Ka-Zoo Angels offers funding options to SW Michigan entrepreneurs

Ka-Zoo Angels offers funding options to SW Michigan entrepreneurs

 

KALAMAZOO — The Kalamazoo affiliate of Grand Angels easily exceeded expectations after launching more than a year ago.

Members of Ka-Zoo Angels invested $435,000 in eight companies in 14 months since forming. That’s far more than what Grand Angels President Tim Parker said he expected the affiliate angel group would do early on in its existence.

Parker thought Ka-Zoo Angels would take several months “to really watch a lot of deals and get a feel for the types of companies that are coming across to them.” The group’s founding members instead have “been active and regular investors in deals and bringing their expertise to portfolio companies.”

“We didn’t really know for sure how long it would take for a group to gel and really start being productive and active with their checkbooks to help companies,” he said. “They jumped right in and haven’t slowed down since. We couldn’t be more pleased with how it’s worked out.”

Seeing an opportunity and interest in the Kalamazoo area, Grand Angels formed Ka-Zoo Angels in August 2017. The affiliate group uses Grand Angels’ administrative structure for deal flow and to vet and conduct due diligence on prospective investments.

All of the deals for Ka-Zoo Angels have been co-investments made with Grand Angels members.

Formation of the group as an affiliate of Grand Angels brought to the Kalamazoo area a key potential source of capital for startup companies in their early stages.

“Companies that I have helped start would not have gotten off the ground if not for angel funding,” stated Eli Thomssen, a founding member of Ka-Zoo Angels and associate director of the Apjohn Group in Kalamazoo that has launched life sciences companies.

Ka-Zoo Angels started with 14 founding members and wants to begin growing membership in 2019, Parker said.

As the newest angel group in Michigan, Ka-Zoo Angels initially “wanted to make sure we could handle so many more members and not skip a beat with our portfolio management, with our investor communications and everything else,” he said.
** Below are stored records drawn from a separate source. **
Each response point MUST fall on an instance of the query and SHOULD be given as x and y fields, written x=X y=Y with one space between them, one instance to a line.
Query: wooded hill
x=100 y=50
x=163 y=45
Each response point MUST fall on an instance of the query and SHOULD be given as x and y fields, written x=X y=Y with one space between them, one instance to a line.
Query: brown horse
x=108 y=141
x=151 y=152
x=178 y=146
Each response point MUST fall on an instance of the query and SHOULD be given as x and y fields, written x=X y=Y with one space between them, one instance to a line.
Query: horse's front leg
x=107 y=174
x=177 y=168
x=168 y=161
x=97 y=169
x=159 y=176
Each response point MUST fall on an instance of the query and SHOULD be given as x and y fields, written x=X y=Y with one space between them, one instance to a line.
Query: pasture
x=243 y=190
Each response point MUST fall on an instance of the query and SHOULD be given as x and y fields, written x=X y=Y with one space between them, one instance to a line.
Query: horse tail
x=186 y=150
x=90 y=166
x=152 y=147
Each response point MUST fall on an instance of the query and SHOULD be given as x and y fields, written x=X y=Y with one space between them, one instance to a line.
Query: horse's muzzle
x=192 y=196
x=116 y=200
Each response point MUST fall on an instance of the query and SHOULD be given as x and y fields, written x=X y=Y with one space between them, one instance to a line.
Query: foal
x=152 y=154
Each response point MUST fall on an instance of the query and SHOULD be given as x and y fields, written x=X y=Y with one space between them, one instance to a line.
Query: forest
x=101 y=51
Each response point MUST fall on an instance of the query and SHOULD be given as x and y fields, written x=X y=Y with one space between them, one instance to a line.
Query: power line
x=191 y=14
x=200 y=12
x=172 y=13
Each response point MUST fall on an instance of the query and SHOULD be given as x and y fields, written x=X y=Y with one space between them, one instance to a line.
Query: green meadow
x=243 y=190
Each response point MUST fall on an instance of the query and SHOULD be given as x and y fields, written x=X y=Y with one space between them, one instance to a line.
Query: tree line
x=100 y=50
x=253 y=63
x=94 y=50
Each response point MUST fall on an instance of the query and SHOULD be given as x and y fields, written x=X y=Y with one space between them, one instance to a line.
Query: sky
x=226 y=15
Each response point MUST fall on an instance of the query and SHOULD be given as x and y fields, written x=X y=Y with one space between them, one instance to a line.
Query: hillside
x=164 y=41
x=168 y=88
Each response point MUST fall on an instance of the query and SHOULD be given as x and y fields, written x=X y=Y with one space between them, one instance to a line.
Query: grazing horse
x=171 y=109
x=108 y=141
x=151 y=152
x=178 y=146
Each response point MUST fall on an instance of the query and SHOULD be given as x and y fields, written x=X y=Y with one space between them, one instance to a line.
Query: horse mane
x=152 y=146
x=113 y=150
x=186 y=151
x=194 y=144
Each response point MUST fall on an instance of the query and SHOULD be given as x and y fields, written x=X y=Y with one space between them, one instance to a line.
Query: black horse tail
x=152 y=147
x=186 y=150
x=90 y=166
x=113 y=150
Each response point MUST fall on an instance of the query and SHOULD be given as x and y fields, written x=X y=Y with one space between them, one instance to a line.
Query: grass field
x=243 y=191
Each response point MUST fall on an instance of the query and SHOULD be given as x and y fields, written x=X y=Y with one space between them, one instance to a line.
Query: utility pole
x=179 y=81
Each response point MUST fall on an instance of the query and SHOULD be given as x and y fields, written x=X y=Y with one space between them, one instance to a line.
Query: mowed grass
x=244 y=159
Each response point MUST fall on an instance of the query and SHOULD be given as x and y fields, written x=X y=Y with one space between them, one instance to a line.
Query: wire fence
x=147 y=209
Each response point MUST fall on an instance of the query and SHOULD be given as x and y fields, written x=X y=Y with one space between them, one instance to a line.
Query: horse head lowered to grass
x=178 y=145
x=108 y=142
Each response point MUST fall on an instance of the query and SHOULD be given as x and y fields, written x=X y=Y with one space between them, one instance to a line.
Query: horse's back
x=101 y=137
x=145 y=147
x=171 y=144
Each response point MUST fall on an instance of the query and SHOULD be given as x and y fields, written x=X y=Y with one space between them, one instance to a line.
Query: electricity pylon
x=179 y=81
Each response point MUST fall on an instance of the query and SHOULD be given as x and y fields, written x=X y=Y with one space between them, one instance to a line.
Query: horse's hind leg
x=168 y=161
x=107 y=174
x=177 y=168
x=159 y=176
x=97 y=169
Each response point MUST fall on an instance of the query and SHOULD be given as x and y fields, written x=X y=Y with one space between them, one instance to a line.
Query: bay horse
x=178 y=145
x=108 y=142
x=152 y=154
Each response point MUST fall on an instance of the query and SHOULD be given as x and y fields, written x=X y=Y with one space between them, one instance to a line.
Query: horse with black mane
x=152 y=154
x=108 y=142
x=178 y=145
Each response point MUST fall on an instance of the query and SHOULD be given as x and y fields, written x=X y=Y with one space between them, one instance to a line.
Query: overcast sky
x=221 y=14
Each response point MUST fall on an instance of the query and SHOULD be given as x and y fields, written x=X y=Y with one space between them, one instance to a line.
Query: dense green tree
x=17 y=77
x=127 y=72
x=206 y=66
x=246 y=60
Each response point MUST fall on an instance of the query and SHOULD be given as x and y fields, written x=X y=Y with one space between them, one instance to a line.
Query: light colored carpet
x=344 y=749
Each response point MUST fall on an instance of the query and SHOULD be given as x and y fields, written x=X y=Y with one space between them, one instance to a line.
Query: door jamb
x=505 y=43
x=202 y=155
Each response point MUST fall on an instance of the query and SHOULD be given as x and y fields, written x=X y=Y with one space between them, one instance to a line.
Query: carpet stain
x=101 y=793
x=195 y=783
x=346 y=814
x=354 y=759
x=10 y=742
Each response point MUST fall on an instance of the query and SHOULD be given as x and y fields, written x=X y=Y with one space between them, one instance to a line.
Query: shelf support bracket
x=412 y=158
“We definitely wanted to make sure that everything worked well and smoothly and that our members are pleased with the communication and interaction,” Parker said. “It needs to be a flawless experience for our investors and also the portfolio companies, so we’ve taken a careful approach to make sure that the Ka-Zoo Angels came out of the blocks successfully and that we addressed any types of issue that came up.
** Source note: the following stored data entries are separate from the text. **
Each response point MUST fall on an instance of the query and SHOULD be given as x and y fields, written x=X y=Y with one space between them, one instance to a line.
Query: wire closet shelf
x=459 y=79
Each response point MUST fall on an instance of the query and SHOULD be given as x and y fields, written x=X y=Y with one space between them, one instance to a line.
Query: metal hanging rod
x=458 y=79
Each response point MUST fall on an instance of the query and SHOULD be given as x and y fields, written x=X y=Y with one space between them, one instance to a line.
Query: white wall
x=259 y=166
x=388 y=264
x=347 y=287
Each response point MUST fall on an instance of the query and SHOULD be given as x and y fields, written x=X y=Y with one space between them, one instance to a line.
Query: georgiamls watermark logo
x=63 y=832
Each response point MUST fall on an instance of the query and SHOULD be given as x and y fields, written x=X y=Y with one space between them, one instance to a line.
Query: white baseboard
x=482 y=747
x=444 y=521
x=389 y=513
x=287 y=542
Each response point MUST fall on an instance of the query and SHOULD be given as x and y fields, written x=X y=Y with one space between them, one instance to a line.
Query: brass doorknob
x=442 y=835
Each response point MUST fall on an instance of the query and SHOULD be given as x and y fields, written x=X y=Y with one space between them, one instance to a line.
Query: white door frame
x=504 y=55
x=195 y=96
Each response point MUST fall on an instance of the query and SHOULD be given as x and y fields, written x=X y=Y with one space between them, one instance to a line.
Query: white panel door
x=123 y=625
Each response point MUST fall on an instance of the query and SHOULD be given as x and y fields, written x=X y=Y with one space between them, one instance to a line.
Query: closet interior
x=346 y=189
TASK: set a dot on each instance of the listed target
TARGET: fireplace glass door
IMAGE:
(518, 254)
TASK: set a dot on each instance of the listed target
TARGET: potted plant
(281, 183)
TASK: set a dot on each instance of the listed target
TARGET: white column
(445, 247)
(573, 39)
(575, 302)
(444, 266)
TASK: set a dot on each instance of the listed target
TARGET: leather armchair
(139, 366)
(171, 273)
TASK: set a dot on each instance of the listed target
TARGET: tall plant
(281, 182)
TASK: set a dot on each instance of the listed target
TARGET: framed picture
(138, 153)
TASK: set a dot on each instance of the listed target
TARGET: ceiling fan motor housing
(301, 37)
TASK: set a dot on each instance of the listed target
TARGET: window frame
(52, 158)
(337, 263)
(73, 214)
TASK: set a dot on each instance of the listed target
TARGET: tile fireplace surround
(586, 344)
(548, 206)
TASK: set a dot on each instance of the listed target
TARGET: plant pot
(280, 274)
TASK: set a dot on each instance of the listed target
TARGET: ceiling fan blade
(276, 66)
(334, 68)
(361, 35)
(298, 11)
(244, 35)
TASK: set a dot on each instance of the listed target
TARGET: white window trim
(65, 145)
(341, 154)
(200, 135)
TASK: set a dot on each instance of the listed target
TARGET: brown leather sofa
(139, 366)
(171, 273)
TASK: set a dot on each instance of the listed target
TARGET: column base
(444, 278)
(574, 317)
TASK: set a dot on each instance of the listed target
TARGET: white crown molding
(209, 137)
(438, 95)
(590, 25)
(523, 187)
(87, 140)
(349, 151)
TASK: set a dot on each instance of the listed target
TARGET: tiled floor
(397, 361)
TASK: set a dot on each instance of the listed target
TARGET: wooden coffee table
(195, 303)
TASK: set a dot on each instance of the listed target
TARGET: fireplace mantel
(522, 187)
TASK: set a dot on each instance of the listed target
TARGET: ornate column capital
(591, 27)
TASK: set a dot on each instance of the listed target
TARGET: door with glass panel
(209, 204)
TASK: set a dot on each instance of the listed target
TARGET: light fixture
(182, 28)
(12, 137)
“Now we’re ready to start to move into the growth phase. There’s all kinds of capital (in Kalamazoo), intellectual capital and financial capital, and a lot of people do want to become involved in this type of activity.” 

Grand Angels and the Ka-Zoo Angels affiliate are among 11 angel investment groups in Michigan that invested $41 million in 37 startup companies in 2017, according to an annual report by the Michigan Venture Capital Association. There were 797 people in Michigan who were active angel investors in 2017, an increase of 229 percent from five years earlier.

Extending Grand Angels into the Kalamazoo area with the affiliate group in 2017 made “perfect sense” because of geography and “we already knew a lot of the players in Kalamazoo,” Parker said. Ka-Zoo Angels partners with the economic development organization Southwest Michigan First to “make sure that we are identifying all of the best opportunities in the Kalamazoo region and Southwest Michigan.”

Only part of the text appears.